On Tue, Sep 14, 2010 at 12:49:06PM +0100, Julian Foad wrote:
> Right. The issue seems to be "How do I determine what path I should
> apply the patch to?" If the patch style is
>
> --- wc/file
> +++ wc/file
>
> or
>
> --- old_wc/file
> +++ new_wc/file
>
> then you're going to be stripping the first component so it doesn't
> matter which path you use. If the patch is just to one file and looks
> something like
>
> --- wc/file.old
> +++ wc/file
>
> or
>
> --- wc/file
> +++ wc/file.new
>
> or
>
> --- wc/file.old
> +++ wc/file.new
>
> then obviously it's not so simple and the patch consumer (person) may
> need to be able to tell "svn patch" which path it should look at if
> we're to be able to handle cases like this.

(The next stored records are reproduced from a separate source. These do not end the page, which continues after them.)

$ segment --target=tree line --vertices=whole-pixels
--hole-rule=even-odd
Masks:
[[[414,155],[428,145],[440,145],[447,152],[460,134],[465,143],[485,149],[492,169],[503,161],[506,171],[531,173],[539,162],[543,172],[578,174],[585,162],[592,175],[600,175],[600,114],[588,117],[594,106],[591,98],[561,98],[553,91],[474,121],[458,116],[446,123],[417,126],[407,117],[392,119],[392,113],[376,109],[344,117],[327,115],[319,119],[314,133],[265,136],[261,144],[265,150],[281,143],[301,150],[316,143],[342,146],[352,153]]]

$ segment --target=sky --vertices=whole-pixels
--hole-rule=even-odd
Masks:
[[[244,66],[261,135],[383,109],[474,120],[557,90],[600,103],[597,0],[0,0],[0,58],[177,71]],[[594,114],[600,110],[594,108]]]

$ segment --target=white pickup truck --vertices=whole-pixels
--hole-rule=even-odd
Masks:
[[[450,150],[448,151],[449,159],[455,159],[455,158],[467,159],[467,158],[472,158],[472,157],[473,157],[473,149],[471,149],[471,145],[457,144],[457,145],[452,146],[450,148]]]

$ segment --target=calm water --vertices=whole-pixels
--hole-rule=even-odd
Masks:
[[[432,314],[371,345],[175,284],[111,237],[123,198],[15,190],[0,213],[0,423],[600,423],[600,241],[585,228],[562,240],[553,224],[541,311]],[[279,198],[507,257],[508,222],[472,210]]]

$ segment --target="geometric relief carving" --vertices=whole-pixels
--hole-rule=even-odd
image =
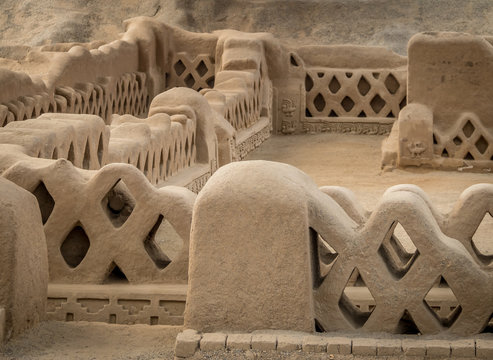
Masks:
[[[78,223],[63,241],[60,253],[68,266],[76,268],[84,260],[90,244],[84,228]]]
[[[119,179],[101,200],[101,206],[114,227],[122,226],[132,214],[135,198]]]
[[[67,298],[49,297],[46,301],[46,312],[55,312],[67,302]]]
[[[77,302],[82,305],[82,307],[87,309],[88,313],[97,313],[101,311],[105,305],[108,305],[110,301],[108,299],[77,299]]]
[[[184,301],[160,300],[159,306],[169,313],[170,316],[183,316],[183,313],[185,312]]]
[[[411,269],[419,251],[402,225],[394,221],[378,249],[384,264],[395,279],[401,279]]]
[[[144,309],[144,306],[149,306],[150,304],[150,300],[118,299],[118,305],[121,305],[130,315],[138,314]]]
[[[339,309],[354,328],[360,328],[365,325],[373,310],[375,310],[375,305],[373,305],[375,298],[366,286],[361,273],[358,276],[358,279],[361,279],[361,286],[349,286],[350,280],[358,273],[359,270],[355,267],[339,299]],[[366,302],[362,303],[358,301],[359,299],[365,299]]]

Yes. I've been trying to come up with a good UI for selecting the right
filename for svn patch to use. Any ideas?
> Or do we look at the "Index" line as well, or instead?
No, we don't look there.
> The 'file.old'/'file.new' style perhaps isn't well suited to complex
> (tree-change) patches, so maybe we don't need sophisticated support for
> it and should concentrate on supporting the styles in which any 'old' or
> 'new' designations only appear in the leading stripped components of the
> paths.
I think we need to support both cases.
But complex tree changes will be covered by git-style diffs.

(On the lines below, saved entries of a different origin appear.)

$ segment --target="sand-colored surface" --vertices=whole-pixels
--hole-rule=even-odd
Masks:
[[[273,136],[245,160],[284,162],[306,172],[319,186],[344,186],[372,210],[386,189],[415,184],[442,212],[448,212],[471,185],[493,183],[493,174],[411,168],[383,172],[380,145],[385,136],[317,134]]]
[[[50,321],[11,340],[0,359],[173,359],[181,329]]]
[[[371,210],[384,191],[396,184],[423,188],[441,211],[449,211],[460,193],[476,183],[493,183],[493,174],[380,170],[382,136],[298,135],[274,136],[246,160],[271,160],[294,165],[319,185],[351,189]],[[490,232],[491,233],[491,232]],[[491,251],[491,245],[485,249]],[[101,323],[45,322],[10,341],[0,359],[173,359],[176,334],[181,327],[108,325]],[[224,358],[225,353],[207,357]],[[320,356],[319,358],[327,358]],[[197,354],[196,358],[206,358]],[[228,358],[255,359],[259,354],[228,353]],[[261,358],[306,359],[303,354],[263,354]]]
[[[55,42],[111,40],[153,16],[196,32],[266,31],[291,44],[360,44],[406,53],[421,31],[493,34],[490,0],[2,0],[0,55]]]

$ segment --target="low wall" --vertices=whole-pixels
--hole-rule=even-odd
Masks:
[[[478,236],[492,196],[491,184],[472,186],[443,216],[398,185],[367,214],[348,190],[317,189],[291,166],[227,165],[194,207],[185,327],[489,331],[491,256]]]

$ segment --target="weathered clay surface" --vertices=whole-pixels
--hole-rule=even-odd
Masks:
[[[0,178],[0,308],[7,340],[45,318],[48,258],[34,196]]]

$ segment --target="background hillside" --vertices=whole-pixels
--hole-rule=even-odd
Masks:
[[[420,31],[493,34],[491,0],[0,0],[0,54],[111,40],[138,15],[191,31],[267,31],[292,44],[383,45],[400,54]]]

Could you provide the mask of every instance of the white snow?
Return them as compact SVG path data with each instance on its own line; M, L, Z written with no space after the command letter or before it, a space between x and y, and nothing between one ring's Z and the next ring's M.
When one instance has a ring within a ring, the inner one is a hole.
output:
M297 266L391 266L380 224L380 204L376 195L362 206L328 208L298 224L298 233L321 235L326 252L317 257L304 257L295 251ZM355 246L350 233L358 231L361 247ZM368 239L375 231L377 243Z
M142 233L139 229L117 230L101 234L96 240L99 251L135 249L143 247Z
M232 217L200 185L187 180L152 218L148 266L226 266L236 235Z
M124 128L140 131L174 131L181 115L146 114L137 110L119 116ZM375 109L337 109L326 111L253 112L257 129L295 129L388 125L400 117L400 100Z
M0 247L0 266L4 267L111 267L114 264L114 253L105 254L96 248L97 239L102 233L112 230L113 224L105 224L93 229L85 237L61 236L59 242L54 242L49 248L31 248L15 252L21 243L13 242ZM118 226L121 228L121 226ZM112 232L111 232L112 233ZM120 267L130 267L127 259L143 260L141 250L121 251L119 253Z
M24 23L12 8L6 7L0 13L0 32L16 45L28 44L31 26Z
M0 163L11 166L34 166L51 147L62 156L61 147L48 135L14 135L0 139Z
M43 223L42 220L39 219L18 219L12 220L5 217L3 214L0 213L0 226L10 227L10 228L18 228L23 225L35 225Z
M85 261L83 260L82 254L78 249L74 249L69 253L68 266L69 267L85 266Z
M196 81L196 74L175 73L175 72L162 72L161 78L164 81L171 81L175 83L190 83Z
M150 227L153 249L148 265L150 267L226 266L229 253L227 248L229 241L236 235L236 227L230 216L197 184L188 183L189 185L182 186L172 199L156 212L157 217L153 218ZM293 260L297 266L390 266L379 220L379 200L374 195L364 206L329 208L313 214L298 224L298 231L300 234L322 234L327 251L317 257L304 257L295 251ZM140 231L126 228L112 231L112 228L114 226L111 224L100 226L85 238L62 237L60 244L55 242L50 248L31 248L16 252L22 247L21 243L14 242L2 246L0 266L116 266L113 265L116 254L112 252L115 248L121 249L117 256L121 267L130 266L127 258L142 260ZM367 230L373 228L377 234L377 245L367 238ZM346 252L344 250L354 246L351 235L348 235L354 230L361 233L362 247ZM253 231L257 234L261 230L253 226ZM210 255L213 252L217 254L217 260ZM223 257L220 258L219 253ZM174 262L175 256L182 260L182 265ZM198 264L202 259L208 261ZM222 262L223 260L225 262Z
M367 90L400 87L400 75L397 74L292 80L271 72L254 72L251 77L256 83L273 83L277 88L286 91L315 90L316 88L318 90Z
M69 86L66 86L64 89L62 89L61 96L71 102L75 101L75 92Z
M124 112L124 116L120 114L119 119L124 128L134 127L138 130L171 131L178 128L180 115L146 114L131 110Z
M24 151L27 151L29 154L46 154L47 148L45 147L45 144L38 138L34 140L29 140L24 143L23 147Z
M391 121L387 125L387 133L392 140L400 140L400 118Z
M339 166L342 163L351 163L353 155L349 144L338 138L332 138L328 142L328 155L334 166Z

The case we're looking at is a "normal" unidiff, so there isn't much
tree-change support to begin with and we don't need to worry about it.
> > b) make svn patch --reverse-diff work for locally added files,
> > which currently doesn't work because of a bug -- svn patch
> > says the change had already been applied and does nothing.
>
> +1 to fixing this bug!
OK. I'll go down that route so. Thanks!